A tiny fishing village when wave-craving Canadian and Swiss windsurfers started showing up more than a dozen years ago, Cabarete has quickly matriculated from backpacker's crash pad to a thriving, polyglot adrenaline-sports colony. A few Cabarete outfitters have turned their backs on the ocean to focus on the region's river-threaded valleys, limestone caves, misting waterfalls, and twin cordilleras (10,414-foot Pico Duarte, 100 miles southwest of Cabarete, is the highest peak in the Caribbean). Upstate New York native Tricia Suriel is foremost among these inland guides. With her seven-year-old company, Iguana Mama, she's scouted hundreds of miles of bike routes, on everything from paved roads to goat paths to highly technical singletrack across waist-deep rivers. If you bring your own bike—or rent one of Iguana Mama's new XT-equipped Specialized RockHoppers and ride guideless—it's still smart to sign on for a ride or two to get oriented.
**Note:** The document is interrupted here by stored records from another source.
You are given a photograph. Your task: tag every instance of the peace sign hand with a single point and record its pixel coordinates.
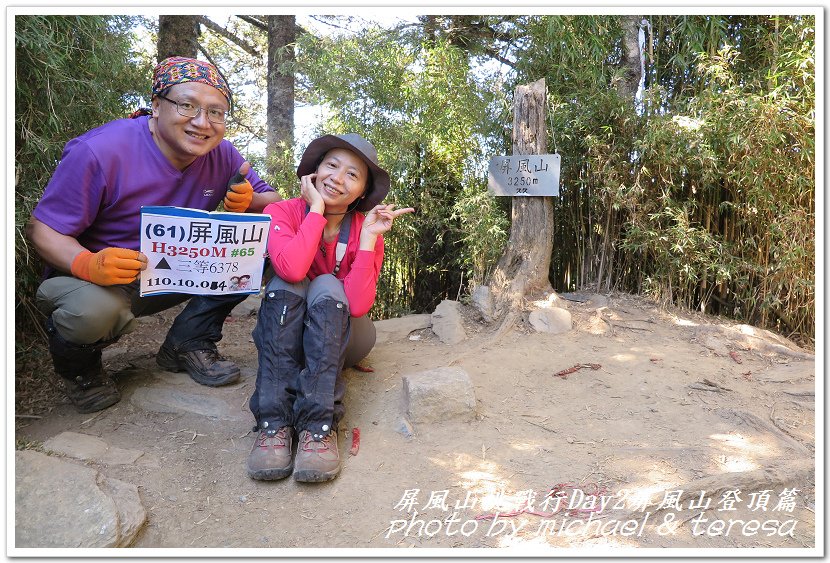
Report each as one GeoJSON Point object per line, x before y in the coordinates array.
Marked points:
{"type": "Point", "coordinates": [379, 220]}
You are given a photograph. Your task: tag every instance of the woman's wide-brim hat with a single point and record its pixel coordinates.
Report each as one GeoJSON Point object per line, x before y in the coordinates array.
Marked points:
{"type": "Point", "coordinates": [316, 149]}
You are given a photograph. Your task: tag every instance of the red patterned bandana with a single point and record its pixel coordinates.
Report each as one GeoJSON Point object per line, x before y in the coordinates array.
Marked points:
{"type": "Point", "coordinates": [175, 70]}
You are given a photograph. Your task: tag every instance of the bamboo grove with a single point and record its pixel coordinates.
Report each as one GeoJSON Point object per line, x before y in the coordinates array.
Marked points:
{"type": "Point", "coordinates": [699, 192]}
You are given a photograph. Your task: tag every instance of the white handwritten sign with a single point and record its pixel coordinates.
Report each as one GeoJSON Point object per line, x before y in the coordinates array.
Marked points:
{"type": "Point", "coordinates": [524, 175]}
{"type": "Point", "coordinates": [202, 252]}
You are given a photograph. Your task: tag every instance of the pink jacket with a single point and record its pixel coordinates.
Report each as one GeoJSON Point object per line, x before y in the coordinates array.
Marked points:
{"type": "Point", "coordinates": [295, 247]}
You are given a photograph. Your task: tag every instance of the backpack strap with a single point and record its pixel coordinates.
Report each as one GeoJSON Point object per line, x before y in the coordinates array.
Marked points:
{"type": "Point", "coordinates": [342, 239]}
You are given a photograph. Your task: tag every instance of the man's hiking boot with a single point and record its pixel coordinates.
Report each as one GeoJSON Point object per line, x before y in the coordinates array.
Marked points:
{"type": "Point", "coordinates": [82, 372]}
{"type": "Point", "coordinates": [91, 392]}
{"type": "Point", "coordinates": [316, 460]}
{"type": "Point", "coordinates": [204, 366]}
{"type": "Point", "coordinates": [270, 458]}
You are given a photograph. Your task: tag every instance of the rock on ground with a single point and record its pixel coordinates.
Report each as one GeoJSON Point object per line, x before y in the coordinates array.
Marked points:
{"type": "Point", "coordinates": [553, 320]}
{"type": "Point", "coordinates": [61, 504]}
{"type": "Point", "coordinates": [447, 324]}
{"type": "Point", "coordinates": [397, 329]}
{"type": "Point", "coordinates": [90, 448]}
{"type": "Point", "coordinates": [439, 395]}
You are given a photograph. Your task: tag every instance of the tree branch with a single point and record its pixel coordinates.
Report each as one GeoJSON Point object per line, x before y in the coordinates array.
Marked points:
{"type": "Point", "coordinates": [247, 47]}
{"type": "Point", "coordinates": [255, 22]}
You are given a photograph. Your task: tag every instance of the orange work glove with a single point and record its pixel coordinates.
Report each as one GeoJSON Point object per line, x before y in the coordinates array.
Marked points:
{"type": "Point", "coordinates": [110, 266]}
{"type": "Point", "coordinates": [240, 192]}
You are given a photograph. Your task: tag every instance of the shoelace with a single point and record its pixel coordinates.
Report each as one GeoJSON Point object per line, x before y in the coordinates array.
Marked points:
{"type": "Point", "coordinates": [322, 446]}
{"type": "Point", "coordinates": [277, 439]}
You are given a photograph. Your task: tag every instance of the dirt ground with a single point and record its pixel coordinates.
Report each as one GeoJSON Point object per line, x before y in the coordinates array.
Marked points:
{"type": "Point", "coordinates": [634, 404]}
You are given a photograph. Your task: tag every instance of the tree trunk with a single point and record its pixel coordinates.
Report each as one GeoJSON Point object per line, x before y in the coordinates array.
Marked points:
{"type": "Point", "coordinates": [525, 264]}
{"type": "Point", "coordinates": [178, 36]}
{"type": "Point", "coordinates": [280, 112]}
{"type": "Point", "coordinates": [631, 62]}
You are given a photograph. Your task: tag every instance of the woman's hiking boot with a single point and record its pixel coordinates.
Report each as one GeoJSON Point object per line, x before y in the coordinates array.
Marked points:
{"type": "Point", "coordinates": [317, 460]}
{"type": "Point", "coordinates": [270, 458]}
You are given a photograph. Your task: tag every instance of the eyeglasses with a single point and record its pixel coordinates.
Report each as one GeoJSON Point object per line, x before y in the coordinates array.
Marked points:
{"type": "Point", "coordinates": [186, 109]}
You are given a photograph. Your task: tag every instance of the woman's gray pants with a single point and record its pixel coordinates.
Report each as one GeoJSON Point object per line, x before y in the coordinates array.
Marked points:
{"type": "Point", "coordinates": [304, 337]}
One standout trail, the cryptic-sounding Rocky MF, is a remote, seven-mile experts-only ride that climbs up and then careens down jagged, rock-mined singletrack, all beneath the dense shade of mango and avocado trees in El Choco National Park, one of the country's newest, just outside Cabarete. But most day rides from Cabarete are less technical, rambling forays into the Cordillera Septentrional. As you pedal, the ubiquitous concrete-block shops selling Coke and lottery tickets thin out. Soon you're passing pink-and-green-painted wooden shacks and hibiscus bushes draped with wet laundry. Uniformed schoolkids rush out to try for rolling high fives; farther outside town, they just stare shyly. Trading dirt road for rutted cow path, you navigate between leafy "living fences"—piñon stakes revivified in the fertile soil. Above shoulder-deep pasture grass, egrets flash white, tending humpbacked Brahman bulls.

Slowly absorbing the way life is lived here is what can make riding in the DR so eye-opening. Curious locals seem willing to entertain the rustiest of Spanish-language overtures. Up for some real immersion? Join one of Iguana Mama's multiday trips (they'll design custom itineraries, or you can book ahead for one of their five-day expeditions). During an overnight to Armando Bermudez National Park, near the base of Pico Duarte, my small group enjoyed a vegetarian coconut-milk stew with the park ranger's family, and then sneaked our sleeping bags inside park headquarters to escape a nocturnal downpour.
All this is not to say you should sacrifice the island's more traditional Caribbean seductions for mountain biking: They are best enjoyed hand-in-hand, as exemplified by a triumphant return to the beach at Cabarete after a good hard ride. Late afternoons, you can try out everything from Hobie Cats to sea kayaks to kiteboards. Or my personal favorite, a nice long bodysurfing session and a face-in-the-sand nap.

Access + Resources

GETTING THERE: American Airlines (800-433-7300) flies round-trip to Puerto Plata for about $460 from New York, $360 from Miami. An $18 taxi ride gets you from the airport to Cabarete.

OUTFITTERS: Mountain-bike day trips with Iguana Mama (800-849-4720; run $40 to $85 per person. The five-day Dominican Alps inn-to-inn trip costs $950 per person, including guides, equipment, hotel lodging, and meals; customized biking and camping trips are also available. Bikes rent for $30 per day.

WHERE TO STAY: The newly renovated Cabarete Palm Beach Condos (809-571-0758) are spacious and homey, with great beachfront balconies. Two-bedroom condos cost $60 to $160 a night, depending on season and occupancy; studios go for $40 to $70. The 60-unit Windsurf Resort (809-571-0718) charges $74 for a one-bedroom poolside apartment.